Professor Don Snow, who has known Williams for 20 years, remarked on the writer’s ability to instantaneously connect with her audience.

“I think that’s why people feel such an intimate connection with her,” he said in an e-mail.   “There’s greatness in her, and this is the source of it, her immense generosity of heart and mind.”

William’s openness for closeness enticed senior Katrina Barlow.

“I went thinking that everyone loves Terry Tempest Williams.   I went with a grain of salt and I still fell in love with her in about two minutes.   She is incredibly intimate.   It’s totally unavoidable and unfair.   Her voice even sounds like silver bells,” she said.

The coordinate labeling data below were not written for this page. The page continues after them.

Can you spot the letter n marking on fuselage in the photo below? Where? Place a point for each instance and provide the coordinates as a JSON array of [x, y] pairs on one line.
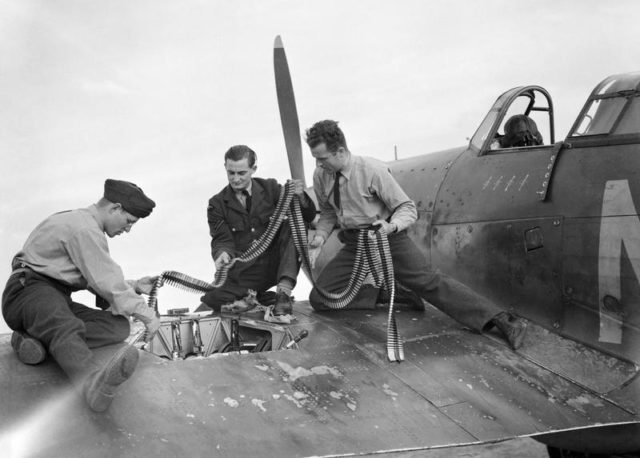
[[619, 226]]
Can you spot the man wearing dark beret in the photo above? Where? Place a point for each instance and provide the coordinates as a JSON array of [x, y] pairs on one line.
[[68, 252]]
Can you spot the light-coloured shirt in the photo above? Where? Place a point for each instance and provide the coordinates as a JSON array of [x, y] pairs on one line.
[[71, 247], [242, 197], [368, 193]]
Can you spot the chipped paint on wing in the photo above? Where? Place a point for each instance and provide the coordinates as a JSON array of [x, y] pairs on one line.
[[524, 180], [259, 403], [231, 402], [387, 390], [298, 372]]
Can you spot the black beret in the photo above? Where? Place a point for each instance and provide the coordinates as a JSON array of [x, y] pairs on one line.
[[129, 196]]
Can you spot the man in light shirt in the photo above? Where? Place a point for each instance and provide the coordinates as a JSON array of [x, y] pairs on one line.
[[357, 192], [68, 252]]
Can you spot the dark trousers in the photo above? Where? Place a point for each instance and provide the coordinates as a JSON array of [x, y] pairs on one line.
[[279, 261], [412, 272], [43, 308]]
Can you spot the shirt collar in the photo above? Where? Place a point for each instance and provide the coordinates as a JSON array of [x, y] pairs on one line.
[[93, 210], [348, 167]]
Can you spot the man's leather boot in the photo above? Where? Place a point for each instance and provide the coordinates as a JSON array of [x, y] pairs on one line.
[[514, 329], [100, 387], [28, 349], [284, 304]]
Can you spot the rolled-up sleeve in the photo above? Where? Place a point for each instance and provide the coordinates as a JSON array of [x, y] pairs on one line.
[[328, 217], [89, 252]]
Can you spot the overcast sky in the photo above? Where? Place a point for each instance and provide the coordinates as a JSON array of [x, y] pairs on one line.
[[155, 91]]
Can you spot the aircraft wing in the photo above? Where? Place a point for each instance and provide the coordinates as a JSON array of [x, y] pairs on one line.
[[335, 395]]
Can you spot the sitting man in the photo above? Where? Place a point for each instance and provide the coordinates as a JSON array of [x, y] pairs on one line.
[[520, 130], [238, 215], [358, 192], [68, 252]]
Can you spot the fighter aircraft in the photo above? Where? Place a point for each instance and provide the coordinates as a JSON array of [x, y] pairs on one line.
[[550, 232]]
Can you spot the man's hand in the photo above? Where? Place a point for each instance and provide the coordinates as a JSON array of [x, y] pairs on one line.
[[298, 186], [223, 258], [151, 321], [145, 284], [389, 228], [315, 246]]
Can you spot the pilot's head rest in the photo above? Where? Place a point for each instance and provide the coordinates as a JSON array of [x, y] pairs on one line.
[[520, 130]]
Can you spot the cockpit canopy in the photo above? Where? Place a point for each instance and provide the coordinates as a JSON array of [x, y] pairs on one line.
[[613, 108], [521, 117]]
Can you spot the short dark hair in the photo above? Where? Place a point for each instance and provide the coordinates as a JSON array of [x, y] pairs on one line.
[[239, 152], [326, 132]]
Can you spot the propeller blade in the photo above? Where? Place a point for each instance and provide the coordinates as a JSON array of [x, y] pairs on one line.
[[288, 112]]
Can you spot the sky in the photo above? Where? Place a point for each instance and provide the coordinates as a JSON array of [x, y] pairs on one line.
[[155, 91]]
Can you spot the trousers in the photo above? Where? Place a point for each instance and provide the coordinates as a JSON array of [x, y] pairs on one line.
[[43, 308], [277, 262], [411, 271]]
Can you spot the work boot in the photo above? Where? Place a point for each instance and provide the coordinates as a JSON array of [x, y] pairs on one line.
[[28, 349], [100, 387], [514, 329], [403, 296], [284, 304]]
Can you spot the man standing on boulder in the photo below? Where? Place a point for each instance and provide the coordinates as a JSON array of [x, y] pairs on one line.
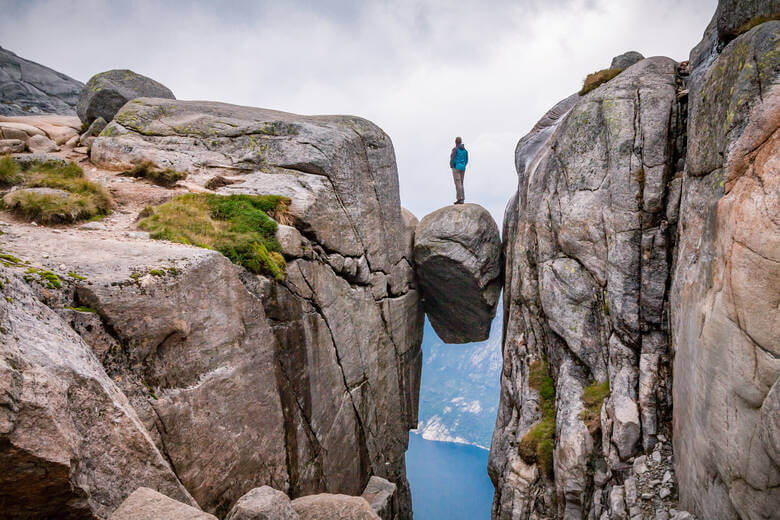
[[459, 158]]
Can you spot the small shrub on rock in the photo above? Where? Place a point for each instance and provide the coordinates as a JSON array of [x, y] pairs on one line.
[[597, 79], [162, 177], [238, 226], [538, 443], [592, 398]]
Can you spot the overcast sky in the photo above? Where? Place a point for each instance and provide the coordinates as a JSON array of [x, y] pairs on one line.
[[424, 71]]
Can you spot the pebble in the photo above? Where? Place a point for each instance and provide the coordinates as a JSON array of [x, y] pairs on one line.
[[640, 465]]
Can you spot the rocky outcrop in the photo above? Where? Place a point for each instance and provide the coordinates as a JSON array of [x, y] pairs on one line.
[[639, 228], [264, 503], [625, 60], [457, 254], [724, 308], [280, 378], [148, 504], [71, 444], [106, 92], [28, 88], [586, 241]]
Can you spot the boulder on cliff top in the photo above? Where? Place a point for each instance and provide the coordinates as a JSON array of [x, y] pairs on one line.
[[457, 253], [148, 504], [105, 93], [327, 507], [626, 59], [263, 503], [29, 88]]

Williams, airy and ethereal with silver hair and flowing scarves, began the discussion with introductions.   Along with their names and place of origin, she asked students and professors to say a word that has been rolling around in their heads lately.

The words stretched from delicate to rough, playful to serious:   blood, nurturing, fetch, skin, steel, transition, madness, crepuscule, anarchy, milk and water were a few of the revealed words.

According to Williams, the list of words acted as a shared spontaneous narrative that connected the classroom of individuals.

“That’s where we begin as writers: with obsessions,” she said.

Williams regaled the audience with personal stories.   She spoke in detail about her father, “the Marlboro man without the cigarette.”

Williams praised her father as her go-to source of honesty.   Nervous about the possible effect of her book “Refuge,” she turned to her father.     Smiling, Williams related his remark, “Don’t worry about it.   No one’s going to read it anyway.”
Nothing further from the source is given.